The governor-elect’s insistence on killing the Milwaukee-to-Madison rail line seems to have paid off for him. But not for the rest of the state.

And Wisconsin stands still. Thanks to the opposition of Governor-elect Scott Walker and an apparent majority of state residents, federal transportation officials announced Thursday that the state won’t get the money needed to build a fast rail link from Milwaukee to Madison. Walker called the decision a victory, and, in one sense, he’s right. Those like Walker who thought the rail line was a waste of money won.

But in a larger sense, the state lost. The opposition of Walker and others was shortsighted. The money the Obama administration was willing to invest in Wisconsin would have brought jobs and an improved transportation system. It could have served as an economic development tool and an attraction to new industries.

And it still can if rail advocates continue to fight for creating a modern and balanced transportation system in Wisconsin. Clearly, their work is cut out for them, and, clearly, they failed to make their case to most residents and to Republicans this time around. It’s time to start again – because the case still makes sense.

The line would have been part of a network of fast trains connecting major cities in the Midwest, bypassing roads and air travel that are hit harder by weather and, in the case of airlines, by long lines and delays caused by security measures. Roads and cars, meanwhile, will be hit hard by rising gasoline prices and the need to improve a crumbling infrastructure.

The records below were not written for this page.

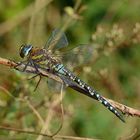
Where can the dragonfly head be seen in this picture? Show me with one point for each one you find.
(25, 50)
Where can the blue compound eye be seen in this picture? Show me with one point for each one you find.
(25, 50)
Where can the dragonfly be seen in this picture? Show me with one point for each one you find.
(45, 58)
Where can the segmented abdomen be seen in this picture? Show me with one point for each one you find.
(59, 68)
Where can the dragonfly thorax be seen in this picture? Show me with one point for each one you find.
(25, 50)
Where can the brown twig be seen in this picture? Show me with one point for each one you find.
(123, 108)
(45, 135)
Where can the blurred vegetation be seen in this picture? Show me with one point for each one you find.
(111, 27)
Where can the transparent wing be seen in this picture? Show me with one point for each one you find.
(57, 40)
(78, 56)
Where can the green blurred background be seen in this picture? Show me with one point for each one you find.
(111, 27)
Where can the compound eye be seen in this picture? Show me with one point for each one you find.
(25, 50)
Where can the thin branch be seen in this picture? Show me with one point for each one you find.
(45, 135)
(123, 108)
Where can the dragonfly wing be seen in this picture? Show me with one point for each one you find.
(78, 56)
(56, 40)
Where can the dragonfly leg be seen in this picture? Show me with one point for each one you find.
(62, 112)
(23, 62)
(40, 77)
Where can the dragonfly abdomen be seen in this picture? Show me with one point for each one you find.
(93, 93)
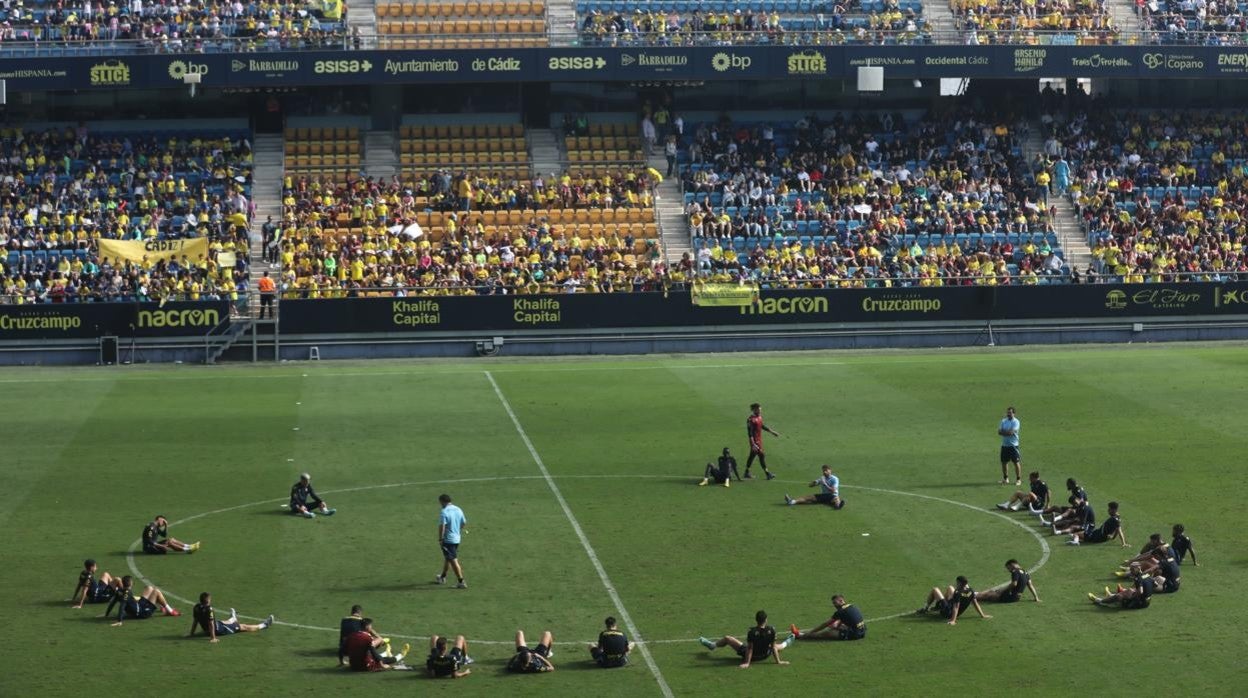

A modern rail network offers a sound travel alternative, convenient, comfortable and business-friendly, a fact that other countries and states have long recognized. Furthermore, making Madison one stop on a Midwest network and linking its university, research parks and innovative companies to Milwaukee, Minneapolis and Chicago made all the sense in the world.

This was never about just a Milwaukee-to-Madison link; it was about linking economic centers throughout the Midwest so that they can better compete in a global economy.